Rising energy costs finally arrive

So finally, after many months of low oil prices and many years of cheap, subsidised fuel and power, the cost of energy has risen in Saudi Arabia. Whilst this country was given the most attention in the media - perhaps as the percentage increases in energy costs were extremely high - many other countries in the MENA region have also increased the cost of fuel and power as well as other utilities. One of the cement producers in the region has estimated that the increase in prices will cost their business around 40 million SAR per annum - around £8 million per annum in lost profit.

The increases themselves shouldn't be unexpected - in part due to the low oil price in conjunction with the fact that the industry is now extremely well established within the country and therefore should be in a phase of adapting to the normal forces of market competition. However, it comes at a time when the Saudi cement industry is - perhaps for the first time ever - facing real competitive pressures.
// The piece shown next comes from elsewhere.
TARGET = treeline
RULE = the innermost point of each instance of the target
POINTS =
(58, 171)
For many years the market has been sold out without any real requirement for the producers to compete with each other, but a number of factors have combined to produce the current situation:

  • The drop in oil prices has led to a slowdown in government backed construction projects leading to a drop in demand
  • High clinker stocks, which stem from the significant quantity of imports of clinker and cement that were mandated in 2013, which may not have truly been required.
  • New capacity coming on stream adding additional supply into the market

Whilst not identical, the industry finally seems to be reaching a stage similar to that which was reached 30 years ago in the developed countries within Europe. Increases in energy costs in the early 1990s lead to two changes within the industry:

  • The introduction of alternative fuels to reduce the fuel cost element of the overall production cost
  • An increased focus on fixed cost - primarily the cost of labour and the cost of maintenance, split down into spare parts cost and maintenance management systems.

Whilst energy prices have increased, they are still very low compared to the rest of the world. So Saudi Arabia may not yet be ready for full scale implementation of alternative fuels; however, manufacturers should be looking at potential sources with the aim of planning ahead for full scale implementation in the near future. With the cement market appearing to be saturated, focus may now move from building more capacity to reducing production costs to maximise profit.

Fixed cost reduction requires specialists who have cement industry experience to identify the required level of personnel and where savings can be made. Whilst many multinational consulting firms may make claim to being able to complete such studies, they bring generic models used in a multitude of industries without any focus on the real challenges of operating a cement plant on a day to day basis. In many cases, limited capital investment in technology and changes to working practices can lead to significant savings on manpower. Similarly, stores stock levels can be significantly reduced by a full assessment of the criticality of the parts stocked and purchasing practices and procedures of the company. This results in a short term reduction in spare parts spend and a long term lowering of overall spend.